Ghanaian AIDS advocate cycles the globe to raise awareness and leadership on HIV
10 August 2011
AIDS advocate Shisu Alhaji Yakubu of Ghana has biked 238 000 kilometres to raise awareness about HIV. After travelling to New York to participate in the UN General Assembly High Level Meeting on AIDS that took place from 8-10 June, Mr Yakubu says he will now embark on a bike ride from Vienna to Washington, DC to attend the next International AIDS Conference to be held in the United States in 2012.
Mr Yakubu attended the UN High Level Meeting specifically to meet UNAIDS Executive Director Michel Sidibé. “I came here all the way from Africa to say thank you,” he explained. In addition to meeting Mr Sidibé, he cycled to New York City to demand world leaders participating in the High Level Meeting to join forces with the voices calling for a stronger AIDS response.
“‘In unity lies strength,’ so the old adage goes,” said Mr Yakubu. “I would therefore earnestly appeal to our leaders and people living in West Africa to unite against the stigma attached to the disease,” he said.

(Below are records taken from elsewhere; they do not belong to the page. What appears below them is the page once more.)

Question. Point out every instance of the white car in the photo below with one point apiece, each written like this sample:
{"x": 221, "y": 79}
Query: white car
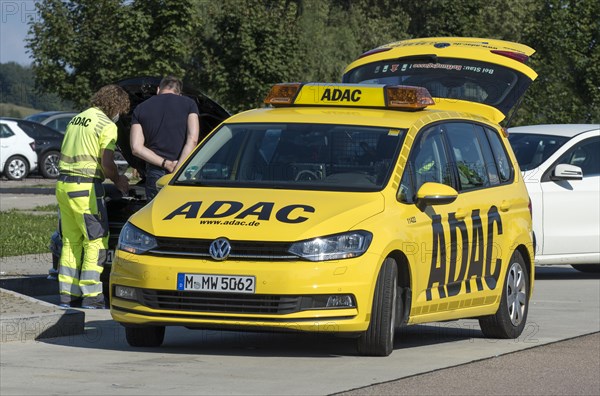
{"x": 17, "y": 151}
{"x": 561, "y": 169}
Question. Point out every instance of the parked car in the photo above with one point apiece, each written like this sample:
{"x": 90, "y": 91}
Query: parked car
{"x": 17, "y": 151}
{"x": 54, "y": 119}
{"x": 351, "y": 209}
{"x": 48, "y": 143}
{"x": 561, "y": 168}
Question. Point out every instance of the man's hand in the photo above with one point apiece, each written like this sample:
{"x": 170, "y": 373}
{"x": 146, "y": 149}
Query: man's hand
{"x": 122, "y": 184}
{"x": 170, "y": 166}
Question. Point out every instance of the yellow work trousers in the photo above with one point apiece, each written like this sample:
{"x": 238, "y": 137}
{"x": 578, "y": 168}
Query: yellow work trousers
{"x": 84, "y": 228}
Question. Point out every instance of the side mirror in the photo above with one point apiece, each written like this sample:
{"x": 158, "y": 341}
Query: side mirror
{"x": 435, "y": 194}
{"x": 164, "y": 180}
{"x": 566, "y": 172}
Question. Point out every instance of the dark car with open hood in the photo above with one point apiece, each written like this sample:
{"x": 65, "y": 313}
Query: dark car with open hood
{"x": 120, "y": 207}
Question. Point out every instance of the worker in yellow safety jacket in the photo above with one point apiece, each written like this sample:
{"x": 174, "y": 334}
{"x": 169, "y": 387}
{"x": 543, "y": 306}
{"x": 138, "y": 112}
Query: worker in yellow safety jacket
{"x": 87, "y": 158}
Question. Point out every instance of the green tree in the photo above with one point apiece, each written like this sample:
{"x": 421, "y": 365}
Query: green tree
{"x": 566, "y": 36}
{"x": 248, "y": 45}
{"x": 80, "y": 45}
{"x": 17, "y": 87}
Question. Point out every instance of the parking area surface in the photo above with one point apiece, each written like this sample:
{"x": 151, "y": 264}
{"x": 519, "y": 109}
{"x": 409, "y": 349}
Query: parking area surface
{"x": 565, "y": 305}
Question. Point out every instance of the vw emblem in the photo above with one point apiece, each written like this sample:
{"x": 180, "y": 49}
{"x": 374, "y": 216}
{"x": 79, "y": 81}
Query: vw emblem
{"x": 219, "y": 249}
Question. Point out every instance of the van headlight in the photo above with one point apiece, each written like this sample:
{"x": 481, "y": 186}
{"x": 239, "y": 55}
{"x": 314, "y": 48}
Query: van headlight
{"x": 134, "y": 240}
{"x": 333, "y": 247}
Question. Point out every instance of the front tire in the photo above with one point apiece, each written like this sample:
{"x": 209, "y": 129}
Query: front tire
{"x": 49, "y": 164}
{"x": 16, "y": 168}
{"x": 147, "y": 336}
{"x": 509, "y": 320}
{"x": 378, "y": 340}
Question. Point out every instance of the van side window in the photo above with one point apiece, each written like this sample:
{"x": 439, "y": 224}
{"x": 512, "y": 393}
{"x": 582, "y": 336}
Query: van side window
{"x": 585, "y": 155}
{"x": 468, "y": 156}
{"x": 5, "y": 131}
{"x": 427, "y": 163}
{"x": 505, "y": 169}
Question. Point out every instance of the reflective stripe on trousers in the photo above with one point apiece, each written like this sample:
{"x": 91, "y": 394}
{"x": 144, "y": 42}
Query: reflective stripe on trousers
{"x": 84, "y": 227}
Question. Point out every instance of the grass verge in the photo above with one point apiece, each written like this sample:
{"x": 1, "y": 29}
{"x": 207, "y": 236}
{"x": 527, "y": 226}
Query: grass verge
{"x": 24, "y": 233}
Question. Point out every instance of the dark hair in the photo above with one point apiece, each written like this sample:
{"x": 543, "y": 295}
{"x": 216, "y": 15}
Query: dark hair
{"x": 171, "y": 82}
{"x": 111, "y": 99}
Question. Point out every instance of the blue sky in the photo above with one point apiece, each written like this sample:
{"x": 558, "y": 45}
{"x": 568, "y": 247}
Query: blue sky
{"x": 14, "y": 15}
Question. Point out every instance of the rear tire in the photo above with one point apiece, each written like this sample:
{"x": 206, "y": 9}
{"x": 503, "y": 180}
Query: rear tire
{"x": 509, "y": 320}
{"x": 49, "y": 164}
{"x": 16, "y": 168}
{"x": 378, "y": 340}
{"x": 587, "y": 268}
{"x": 148, "y": 336}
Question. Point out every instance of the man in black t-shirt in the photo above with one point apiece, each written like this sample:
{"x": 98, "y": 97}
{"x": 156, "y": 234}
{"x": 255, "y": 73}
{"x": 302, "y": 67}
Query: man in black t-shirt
{"x": 164, "y": 130}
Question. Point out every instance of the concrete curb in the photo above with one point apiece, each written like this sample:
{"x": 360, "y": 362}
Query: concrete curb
{"x": 56, "y": 323}
{"x": 33, "y": 285}
{"x": 28, "y": 190}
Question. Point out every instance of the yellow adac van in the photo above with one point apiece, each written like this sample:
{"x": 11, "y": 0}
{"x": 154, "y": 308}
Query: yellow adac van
{"x": 390, "y": 199}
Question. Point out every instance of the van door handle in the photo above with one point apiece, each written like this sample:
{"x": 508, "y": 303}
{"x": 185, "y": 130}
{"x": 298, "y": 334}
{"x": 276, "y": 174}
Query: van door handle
{"x": 461, "y": 213}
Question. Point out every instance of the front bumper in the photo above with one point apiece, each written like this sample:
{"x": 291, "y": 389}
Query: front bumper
{"x": 285, "y": 295}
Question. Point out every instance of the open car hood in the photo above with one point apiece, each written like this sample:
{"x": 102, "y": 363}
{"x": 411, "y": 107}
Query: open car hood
{"x": 142, "y": 88}
{"x": 491, "y": 75}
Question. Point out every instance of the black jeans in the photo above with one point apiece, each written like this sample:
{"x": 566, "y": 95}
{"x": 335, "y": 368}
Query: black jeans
{"x": 153, "y": 173}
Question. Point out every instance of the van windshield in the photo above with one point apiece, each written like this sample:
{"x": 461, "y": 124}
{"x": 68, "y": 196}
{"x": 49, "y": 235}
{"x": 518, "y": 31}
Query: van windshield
{"x": 451, "y": 78}
{"x": 295, "y": 156}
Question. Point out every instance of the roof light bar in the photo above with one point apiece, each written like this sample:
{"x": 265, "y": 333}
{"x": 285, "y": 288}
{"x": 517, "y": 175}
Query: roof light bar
{"x": 518, "y": 56}
{"x": 398, "y": 97}
{"x": 374, "y": 51}
{"x": 283, "y": 94}
{"x": 407, "y": 97}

In unity lies strength. I would therefore earnestly appeal to our leaders and people living in West Africa to unite against the stigma attached to the disease
Shisu Alhaji Yakubu, Ghanaian AIDS advocate
Mr Yakubu developed an interest for voluntary work when he was still in school, after having seen the difficulties faced by children orphaned by AIDS. When Planned Parenthood Association of Ghana selected him to represent his region of Brong-Ahafo in mid-western Ghana at the First National Youth Conference in Akropong, Mr Yakubu decided to harness his "voluntary spirit" in this direction.
During the youth conference, he says, he realized the alarming rate at which HIV was spreading in Ghana and other sub-Saharan countries. "Something must be done," he decided. "It was about time non-governmental organizations, community-based organizations, religious organizations and civil society all came together and joined the response. HIV is not a health issue any more. It's an issue about you and me."

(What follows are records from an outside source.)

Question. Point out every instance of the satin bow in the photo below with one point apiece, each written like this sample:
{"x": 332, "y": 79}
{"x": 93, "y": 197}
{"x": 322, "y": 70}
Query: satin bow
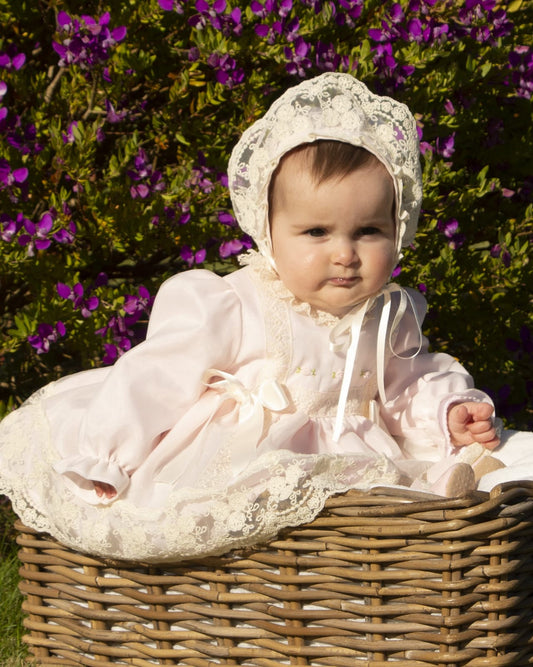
{"x": 252, "y": 404}
{"x": 352, "y": 324}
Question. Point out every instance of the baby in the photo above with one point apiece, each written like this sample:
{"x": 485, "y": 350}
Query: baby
{"x": 259, "y": 394}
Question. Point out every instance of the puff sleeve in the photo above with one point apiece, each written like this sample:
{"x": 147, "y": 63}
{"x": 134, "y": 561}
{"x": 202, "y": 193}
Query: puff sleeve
{"x": 421, "y": 387}
{"x": 195, "y": 324}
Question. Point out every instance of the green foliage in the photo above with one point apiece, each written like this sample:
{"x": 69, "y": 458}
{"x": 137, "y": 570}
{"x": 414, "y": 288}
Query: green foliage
{"x": 174, "y": 95}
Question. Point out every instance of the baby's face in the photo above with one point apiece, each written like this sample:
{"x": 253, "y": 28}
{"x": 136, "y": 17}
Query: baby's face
{"x": 333, "y": 242}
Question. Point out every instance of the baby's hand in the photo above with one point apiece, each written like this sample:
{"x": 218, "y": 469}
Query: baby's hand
{"x": 102, "y": 489}
{"x": 472, "y": 422}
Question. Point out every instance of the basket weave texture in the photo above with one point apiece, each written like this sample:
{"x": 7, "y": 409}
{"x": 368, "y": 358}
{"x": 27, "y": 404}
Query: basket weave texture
{"x": 381, "y": 578}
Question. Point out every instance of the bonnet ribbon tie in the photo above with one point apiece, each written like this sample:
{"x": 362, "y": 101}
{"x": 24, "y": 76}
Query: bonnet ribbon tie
{"x": 352, "y": 324}
{"x": 251, "y": 406}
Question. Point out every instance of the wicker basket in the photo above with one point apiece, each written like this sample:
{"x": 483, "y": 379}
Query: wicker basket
{"x": 376, "y": 579}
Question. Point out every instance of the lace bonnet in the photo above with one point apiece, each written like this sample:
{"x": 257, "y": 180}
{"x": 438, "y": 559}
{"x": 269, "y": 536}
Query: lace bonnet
{"x": 330, "y": 106}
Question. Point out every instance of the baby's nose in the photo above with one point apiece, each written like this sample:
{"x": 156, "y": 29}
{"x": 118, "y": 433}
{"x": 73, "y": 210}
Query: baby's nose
{"x": 344, "y": 251}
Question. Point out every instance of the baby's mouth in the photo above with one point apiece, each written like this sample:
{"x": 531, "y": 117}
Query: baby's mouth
{"x": 350, "y": 280}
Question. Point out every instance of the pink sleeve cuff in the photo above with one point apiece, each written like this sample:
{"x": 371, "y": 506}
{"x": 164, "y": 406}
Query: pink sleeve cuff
{"x": 474, "y": 395}
{"x": 79, "y": 471}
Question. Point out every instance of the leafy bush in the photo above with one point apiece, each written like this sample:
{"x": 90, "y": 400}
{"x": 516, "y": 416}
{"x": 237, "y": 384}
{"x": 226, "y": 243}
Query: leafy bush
{"x": 115, "y": 130}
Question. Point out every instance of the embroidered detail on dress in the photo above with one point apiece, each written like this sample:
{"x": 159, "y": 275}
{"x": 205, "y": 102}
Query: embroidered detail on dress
{"x": 271, "y": 281}
{"x": 279, "y": 489}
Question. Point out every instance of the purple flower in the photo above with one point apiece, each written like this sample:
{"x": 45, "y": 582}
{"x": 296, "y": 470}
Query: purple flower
{"x": 298, "y": 61}
{"x": 350, "y": 12}
{"x": 450, "y": 229}
{"x": 86, "y": 42}
{"x": 36, "y": 237}
{"x": 208, "y": 13}
{"x": 69, "y": 137}
{"x": 9, "y": 228}
{"x": 446, "y": 145}
{"x": 120, "y": 326}
{"x": 80, "y": 302}
{"x": 502, "y": 253}
{"x": 147, "y": 180}
{"x": 226, "y": 71}
{"x": 12, "y": 59}
{"x": 66, "y": 235}
{"x": 190, "y": 257}
{"x": 9, "y": 177}
{"x": 171, "y": 5}
{"x": 23, "y": 140}
{"x": 200, "y": 180}
{"x": 112, "y": 115}
{"x": 328, "y": 60}
{"x": 46, "y": 334}
{"x": 234, "y": 247}
{"x": 136, "y": 306}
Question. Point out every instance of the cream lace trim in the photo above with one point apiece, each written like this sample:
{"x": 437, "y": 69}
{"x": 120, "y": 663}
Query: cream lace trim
{"x": 278, "y": 490}
{"x": 271, "y": 281}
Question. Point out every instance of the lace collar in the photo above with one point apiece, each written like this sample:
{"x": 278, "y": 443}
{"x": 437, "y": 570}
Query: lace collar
{"x": 270, "y": 281}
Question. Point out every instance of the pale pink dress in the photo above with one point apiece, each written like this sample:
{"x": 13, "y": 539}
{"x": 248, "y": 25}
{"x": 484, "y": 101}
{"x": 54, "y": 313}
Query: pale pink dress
{"x": 218, "y": 430}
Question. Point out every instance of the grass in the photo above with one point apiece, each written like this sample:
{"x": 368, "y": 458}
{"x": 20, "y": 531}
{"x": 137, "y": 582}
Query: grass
{"x": 12, "y": 651}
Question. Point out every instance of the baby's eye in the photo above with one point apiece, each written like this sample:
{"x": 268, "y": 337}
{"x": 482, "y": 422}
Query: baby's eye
{"x": 368, "y": 231}
{"x": 316, "y": 232}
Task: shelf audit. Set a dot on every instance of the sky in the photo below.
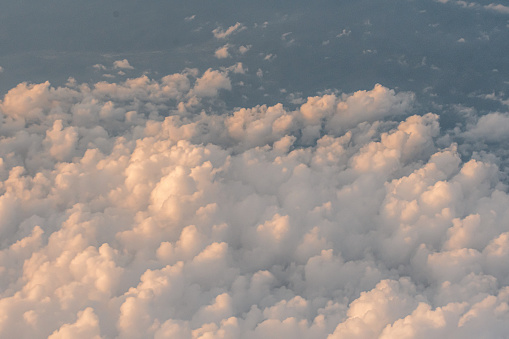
(240, 169)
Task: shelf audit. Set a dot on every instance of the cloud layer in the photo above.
(144, 209)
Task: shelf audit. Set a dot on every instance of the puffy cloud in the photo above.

He then chose cycling as an innovative way to raise awareness as well as a method to entertain, mobilize and encourage the involvement of communities as well as media houses.
In 2000, he organized an AIDS bike campaign in the Techiman district of Ghana, visiting schools, churches, mosques, football fields, and local radio stations. "Most of my work is concentrated towards my community, region, country and West Africa," he said.
In 2001, he embarked on a three-month nationwide bike campaign with the theme of behavioural change among young people towards safer sex. The campaign was aimed at increasing awareness about HIV and to encourage condom use. "Personally, I have a passion for humanity," he professed.
Mr Yakubu was also part of a 2009 "Know Your Status" campaign organized along with the American Peace Corps to address issues of stigma attached to testing for HIV, as well as to show support for people living with HIV.
With less than a year to go to the XIX International AIDS Conference, Mr Zakubu has many more miles to travel and people to meet to share his message that everyone can have an impact on the HIV epidemic through individual actions.